İmam (minhusselam) buyurdu: “Tüm evren senin içindeyken kendini küçük bir varlık olarak mı görüyorsun”?
Ben dedim: “Sübhanallah, o zaman soru şu: Neredeyiz Baba? Dev bir bedenin hücresinde mi yaşıyoruz?”
İmam (minhusselam) buyurdu: “Bu, sonsuza kadar devam eden, alem içinde alemdir.”
Ben şaşkınlıkla dedim: “Biz bir insanın içinde miyiz?” İmam (minhusselam) cevabında buyurdu: “Çok iyimsersin, ne insanı?
Bütün bunlar küçücük bir hücrenin içindedir.” Dedim ki: “Tüm bu evren bir hücrenin içinde mi? Babacığım, sana feda olayım, neyin hücresi?”

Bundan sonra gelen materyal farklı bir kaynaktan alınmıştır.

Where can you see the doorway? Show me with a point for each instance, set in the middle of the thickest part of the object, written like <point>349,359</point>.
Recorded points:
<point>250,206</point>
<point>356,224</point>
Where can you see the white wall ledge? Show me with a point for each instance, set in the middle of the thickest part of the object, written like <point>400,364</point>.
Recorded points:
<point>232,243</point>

İmam (minhusselam) buyurdu: “Kimsenin umursamadığı küçük bir sivrisineğin sırtında bir hücre.”
Ben dedim: “Sivrisineğin sırtında mı?” İmam (minhusselam) buyurdu: “Evet.” Hemen Allah’a uzun bir secdeye kapanıp ayağa kalktım ve İmam’a (minhusselam) dedim: “Vay canına! Bütün bu savaşlar, katliamlar ve iktidar yüzünden olan her şey sonunda bir sivrisineğin sırtındaki bir hücre için! Vay be!”
Bunun üzerine İmam (minhusselam) gülümsedi. Sonra dedim ki: “O halde Kur’an ayetinin anlamı bu mudur: Allah, bir sivrisineği, ondan daha da ötesi bir varlığı örnek olarak vermekten çekinmez?
İmam (minhusselam) şöyle yanıtladı: “Evet, aynen.” Şok içinde dedim ki: “Sübhanallah, bu azamet nedir, bu hiç şüphesiz en büyük gecelerden biridir, sen ne büyüksün!” İmam (minhusselam) buyurdu: “Mübareksin oğlum.”
Allah’ın Kelamını Yücelt ve Zafer Kazan
Dedim ki: “Nasıl ki bu dünyada sivrisinekler var da dev bir sivrisineğin hücresindeysek, sivrisineğin bulunduğu o dünyada da bizim dev kopyalarımız var mı?”
İmam (minhusselam) buyurdu: “Evet, var.” Ben dedim: “Gerçek olanlar kim, biz mi onlar mı? Onlar orada ne yapıyorlar? Orada bir kıyam, ilahi bir adalet devleti ve burada yaptığımız tüm bu şeyler var mı?”
İmam (minhusselam) buyurdu: “Oğlum, bu alemlere fazla dalma, bu seni yorar, bu alemleri boş ver, Allah’ın kelamını yücelt ve zafer kazan.”